There are three standard ways to talk back to any thought:
“This thought is not true” or “This thought is not totally true.”
For example, you could respond to the distressing thought “No one will ever go out with me” with the rational response “That’s not true, I’ve been on dates before and I can always sign up for a dating app.”
“Who cares!” or “It’s not a big deal.”
For example, you could respond to the distressing thought, “I was too quiet at the dinner” with the rational response “It's okay, my friends still seem to like me even though I’m sometimes very quiet.”
“There’s something I can do about it.”
For example, you can respond to the distressing thought, “I won’t be able to hold a conversation” with the rational response, “I can practice the social skills techniques, do exposures, and keep practicing until this comes more naturally.”
As you can see from my examples, you’re not actually supposed to use the standard responses word-for-word. Instead, they’re meant to give you a strategy for fighting back against distressing thoughts.
Your responses can be short or long, just make sure they are long enough that you feel better about the distressing thought.
If you are having trouble coming up with a rational response or if you write a response and it sounds hollow, try a different type of standard response or a different combination of responses instead.
Here are the rational responses I wrote for my three distressing thoughts:
To practice this technique, write down rational responses for each of your distressing thoughts now.
Step 5: Write down additional distressing thoughts as they get triggered.
Some people find that when they write a rational response, it doesn’t work in the sense that it just triggers up a new distressing thought.

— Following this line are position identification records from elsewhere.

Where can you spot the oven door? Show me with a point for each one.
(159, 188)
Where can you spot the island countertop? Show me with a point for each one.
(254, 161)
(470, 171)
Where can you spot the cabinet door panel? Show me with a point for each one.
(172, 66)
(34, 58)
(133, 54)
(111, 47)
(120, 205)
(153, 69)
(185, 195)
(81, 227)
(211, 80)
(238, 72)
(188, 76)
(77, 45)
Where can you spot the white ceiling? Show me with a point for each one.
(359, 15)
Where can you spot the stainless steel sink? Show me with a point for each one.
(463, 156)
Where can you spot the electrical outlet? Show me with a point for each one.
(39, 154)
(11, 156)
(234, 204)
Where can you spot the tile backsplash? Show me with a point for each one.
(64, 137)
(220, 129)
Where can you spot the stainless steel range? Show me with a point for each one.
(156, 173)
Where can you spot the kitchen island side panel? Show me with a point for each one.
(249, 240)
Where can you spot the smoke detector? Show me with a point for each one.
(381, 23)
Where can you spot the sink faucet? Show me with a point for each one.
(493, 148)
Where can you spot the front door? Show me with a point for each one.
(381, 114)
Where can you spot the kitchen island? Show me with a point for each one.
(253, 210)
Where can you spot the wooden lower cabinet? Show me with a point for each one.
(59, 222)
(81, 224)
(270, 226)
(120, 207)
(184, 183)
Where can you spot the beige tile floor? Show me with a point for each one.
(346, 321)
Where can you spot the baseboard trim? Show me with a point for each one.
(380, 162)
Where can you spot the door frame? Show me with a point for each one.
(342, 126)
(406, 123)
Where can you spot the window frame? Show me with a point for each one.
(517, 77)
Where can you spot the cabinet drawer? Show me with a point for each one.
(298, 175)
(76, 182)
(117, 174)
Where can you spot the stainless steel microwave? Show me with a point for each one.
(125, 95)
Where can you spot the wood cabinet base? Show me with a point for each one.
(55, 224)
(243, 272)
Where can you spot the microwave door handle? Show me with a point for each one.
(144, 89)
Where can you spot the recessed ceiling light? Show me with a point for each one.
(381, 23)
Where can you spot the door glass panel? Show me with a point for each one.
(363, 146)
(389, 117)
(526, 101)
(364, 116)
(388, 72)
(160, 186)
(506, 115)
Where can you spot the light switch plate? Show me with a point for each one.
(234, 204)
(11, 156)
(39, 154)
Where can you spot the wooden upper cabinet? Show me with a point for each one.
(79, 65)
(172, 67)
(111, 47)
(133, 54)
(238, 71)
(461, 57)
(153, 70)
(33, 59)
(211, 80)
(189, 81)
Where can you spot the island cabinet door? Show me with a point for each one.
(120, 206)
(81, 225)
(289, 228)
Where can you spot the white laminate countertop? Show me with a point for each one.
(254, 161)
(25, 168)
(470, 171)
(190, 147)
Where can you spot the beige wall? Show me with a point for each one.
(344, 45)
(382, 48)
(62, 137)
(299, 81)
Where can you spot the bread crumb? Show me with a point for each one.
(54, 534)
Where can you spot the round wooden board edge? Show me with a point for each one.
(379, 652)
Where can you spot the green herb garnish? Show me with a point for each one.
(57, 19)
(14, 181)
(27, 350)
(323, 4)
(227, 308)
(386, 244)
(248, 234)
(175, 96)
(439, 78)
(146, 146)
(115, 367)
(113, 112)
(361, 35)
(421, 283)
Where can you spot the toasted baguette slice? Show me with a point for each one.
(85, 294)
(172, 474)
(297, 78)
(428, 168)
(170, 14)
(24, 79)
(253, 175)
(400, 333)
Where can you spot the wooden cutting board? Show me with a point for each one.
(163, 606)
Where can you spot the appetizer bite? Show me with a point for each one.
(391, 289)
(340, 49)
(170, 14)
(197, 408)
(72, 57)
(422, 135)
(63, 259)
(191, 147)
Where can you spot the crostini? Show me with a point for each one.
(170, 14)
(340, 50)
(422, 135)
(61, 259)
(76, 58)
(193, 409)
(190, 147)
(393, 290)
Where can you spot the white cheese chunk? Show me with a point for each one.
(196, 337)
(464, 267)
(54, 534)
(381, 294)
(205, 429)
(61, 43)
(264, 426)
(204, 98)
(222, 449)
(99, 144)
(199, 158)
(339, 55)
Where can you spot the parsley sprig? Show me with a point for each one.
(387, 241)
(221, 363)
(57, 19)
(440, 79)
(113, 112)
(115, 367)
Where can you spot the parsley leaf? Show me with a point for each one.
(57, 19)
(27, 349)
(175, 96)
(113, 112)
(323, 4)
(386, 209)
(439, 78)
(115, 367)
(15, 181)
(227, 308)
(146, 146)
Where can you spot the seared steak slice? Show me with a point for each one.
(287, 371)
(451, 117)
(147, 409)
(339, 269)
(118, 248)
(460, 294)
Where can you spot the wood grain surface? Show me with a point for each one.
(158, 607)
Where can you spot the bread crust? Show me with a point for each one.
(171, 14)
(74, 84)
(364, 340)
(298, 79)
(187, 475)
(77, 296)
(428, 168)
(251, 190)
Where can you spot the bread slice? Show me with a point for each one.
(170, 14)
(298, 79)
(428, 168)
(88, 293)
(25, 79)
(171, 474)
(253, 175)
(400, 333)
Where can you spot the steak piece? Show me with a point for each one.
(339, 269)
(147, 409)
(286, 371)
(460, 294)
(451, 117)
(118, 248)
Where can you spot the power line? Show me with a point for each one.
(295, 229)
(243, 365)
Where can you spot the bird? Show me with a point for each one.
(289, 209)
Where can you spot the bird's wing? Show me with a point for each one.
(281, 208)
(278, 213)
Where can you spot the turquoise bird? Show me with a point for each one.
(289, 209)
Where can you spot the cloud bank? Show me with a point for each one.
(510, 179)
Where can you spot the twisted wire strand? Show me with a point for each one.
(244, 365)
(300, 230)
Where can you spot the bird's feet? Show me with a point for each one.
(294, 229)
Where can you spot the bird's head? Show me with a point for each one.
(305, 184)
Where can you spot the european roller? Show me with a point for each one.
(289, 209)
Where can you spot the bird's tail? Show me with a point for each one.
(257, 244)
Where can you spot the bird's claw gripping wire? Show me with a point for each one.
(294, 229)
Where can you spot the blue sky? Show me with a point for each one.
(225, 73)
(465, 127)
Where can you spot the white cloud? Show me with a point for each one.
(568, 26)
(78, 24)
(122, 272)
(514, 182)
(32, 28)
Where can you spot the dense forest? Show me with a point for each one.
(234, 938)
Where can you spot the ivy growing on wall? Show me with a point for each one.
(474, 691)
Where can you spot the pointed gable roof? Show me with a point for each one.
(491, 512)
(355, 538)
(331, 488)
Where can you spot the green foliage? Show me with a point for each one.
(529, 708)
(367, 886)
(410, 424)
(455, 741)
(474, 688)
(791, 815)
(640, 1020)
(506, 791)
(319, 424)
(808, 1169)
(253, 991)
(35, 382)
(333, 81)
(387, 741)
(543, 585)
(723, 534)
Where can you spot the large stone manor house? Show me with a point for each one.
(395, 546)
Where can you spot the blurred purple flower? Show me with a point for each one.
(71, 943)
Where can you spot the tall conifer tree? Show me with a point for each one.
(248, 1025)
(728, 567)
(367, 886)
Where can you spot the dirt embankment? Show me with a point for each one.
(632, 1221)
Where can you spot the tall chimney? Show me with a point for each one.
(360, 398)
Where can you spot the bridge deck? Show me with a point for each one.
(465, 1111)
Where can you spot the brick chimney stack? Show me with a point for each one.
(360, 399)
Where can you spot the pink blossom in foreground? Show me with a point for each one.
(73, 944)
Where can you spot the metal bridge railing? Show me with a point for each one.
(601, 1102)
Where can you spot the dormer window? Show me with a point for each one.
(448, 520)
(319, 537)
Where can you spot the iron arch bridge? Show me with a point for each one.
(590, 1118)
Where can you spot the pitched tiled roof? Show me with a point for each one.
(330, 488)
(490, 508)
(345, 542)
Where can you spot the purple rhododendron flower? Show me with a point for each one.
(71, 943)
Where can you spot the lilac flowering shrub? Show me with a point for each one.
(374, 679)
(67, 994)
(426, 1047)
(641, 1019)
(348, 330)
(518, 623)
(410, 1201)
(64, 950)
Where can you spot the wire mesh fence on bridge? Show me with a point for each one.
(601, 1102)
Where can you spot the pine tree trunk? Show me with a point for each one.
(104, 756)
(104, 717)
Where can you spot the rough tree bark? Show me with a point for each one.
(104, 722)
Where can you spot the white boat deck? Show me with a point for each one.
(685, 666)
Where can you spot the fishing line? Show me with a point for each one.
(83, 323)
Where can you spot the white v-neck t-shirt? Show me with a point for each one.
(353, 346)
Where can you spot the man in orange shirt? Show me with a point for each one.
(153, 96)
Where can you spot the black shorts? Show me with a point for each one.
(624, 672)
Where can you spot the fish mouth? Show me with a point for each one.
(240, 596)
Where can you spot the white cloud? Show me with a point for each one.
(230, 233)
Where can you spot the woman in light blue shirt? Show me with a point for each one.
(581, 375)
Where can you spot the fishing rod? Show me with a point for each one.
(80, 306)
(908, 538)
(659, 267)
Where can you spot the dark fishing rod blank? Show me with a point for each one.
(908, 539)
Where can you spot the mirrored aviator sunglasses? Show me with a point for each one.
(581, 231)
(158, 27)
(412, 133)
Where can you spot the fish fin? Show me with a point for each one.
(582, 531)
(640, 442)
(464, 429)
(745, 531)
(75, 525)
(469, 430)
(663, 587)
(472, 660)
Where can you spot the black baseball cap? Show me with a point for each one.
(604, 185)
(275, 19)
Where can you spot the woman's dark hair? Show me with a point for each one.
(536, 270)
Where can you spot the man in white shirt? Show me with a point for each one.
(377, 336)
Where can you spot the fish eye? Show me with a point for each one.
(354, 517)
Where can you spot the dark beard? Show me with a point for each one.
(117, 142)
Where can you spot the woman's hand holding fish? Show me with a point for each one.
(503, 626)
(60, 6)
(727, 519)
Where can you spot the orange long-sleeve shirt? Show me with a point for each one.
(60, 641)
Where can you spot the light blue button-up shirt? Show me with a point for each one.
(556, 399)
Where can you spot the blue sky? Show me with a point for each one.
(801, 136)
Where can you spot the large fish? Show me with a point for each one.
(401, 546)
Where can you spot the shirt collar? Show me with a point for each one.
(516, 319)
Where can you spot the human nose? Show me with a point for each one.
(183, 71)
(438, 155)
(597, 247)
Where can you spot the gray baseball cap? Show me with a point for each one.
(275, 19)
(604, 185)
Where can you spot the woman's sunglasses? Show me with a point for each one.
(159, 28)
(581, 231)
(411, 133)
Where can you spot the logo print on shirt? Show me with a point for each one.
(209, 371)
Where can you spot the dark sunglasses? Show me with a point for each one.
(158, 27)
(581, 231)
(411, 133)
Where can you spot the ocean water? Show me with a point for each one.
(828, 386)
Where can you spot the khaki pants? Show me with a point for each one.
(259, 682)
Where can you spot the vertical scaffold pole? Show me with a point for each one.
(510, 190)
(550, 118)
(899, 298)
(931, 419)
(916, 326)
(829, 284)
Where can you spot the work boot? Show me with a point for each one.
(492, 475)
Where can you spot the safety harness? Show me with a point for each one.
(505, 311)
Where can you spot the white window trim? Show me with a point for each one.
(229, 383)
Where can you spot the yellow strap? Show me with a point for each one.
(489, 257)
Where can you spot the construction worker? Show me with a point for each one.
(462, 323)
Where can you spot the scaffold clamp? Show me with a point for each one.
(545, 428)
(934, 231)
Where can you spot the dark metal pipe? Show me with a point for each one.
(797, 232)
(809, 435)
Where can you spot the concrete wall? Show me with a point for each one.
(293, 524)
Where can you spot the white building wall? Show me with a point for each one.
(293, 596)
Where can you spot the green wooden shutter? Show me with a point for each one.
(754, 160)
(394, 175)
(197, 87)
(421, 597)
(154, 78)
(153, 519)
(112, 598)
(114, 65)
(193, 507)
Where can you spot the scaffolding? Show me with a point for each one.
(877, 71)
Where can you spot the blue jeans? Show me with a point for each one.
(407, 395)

For example, in response to the distressing thought “Nobody loves me” you might write, “That’s not true. My mom loves me.” But then you start thinking, “Yeah, but my mom is the only one who loves me!” In that case, write this new distressing thought in the left hand column and start the process over again. It would look something like this:
You might now respond, “Well, in addition to my mom, my sister loves me, and my friends love me,” but now you think, “Yeah, but no one loves me romantically.” So Chain this thought into the left hand column and keep on going. Here’s what an entire chain might look like:
This process is called "chaining" and it's a good process. You want as many distressing thoughts to come up as possible while you are there in front of a piece of paper (because doing it on paper is stronger than when you do it in your head).
OK. I tried it!
How do you feel? If doing a Dysfunctional Thought Record has made you feel calmer, then this technique is working for you. If you feel more anxious (or the same), then this is probably a bad fit for you.
When should I use the Logic Style?
If it was helpful, try doing Dysfunctional Thoughts Records for ten minutes a day for the next three days. Once you’ve memorized the distortions and the three standard responses, try doing it in your head and reserve the paper version for the thoughts you’re having trouble with.
This is a technique that many of my patients use several times a week on paper. If you come up with a really good Rational Response, it should become automatic (and in your head) whenever that particular Distressing Thought comes to mind.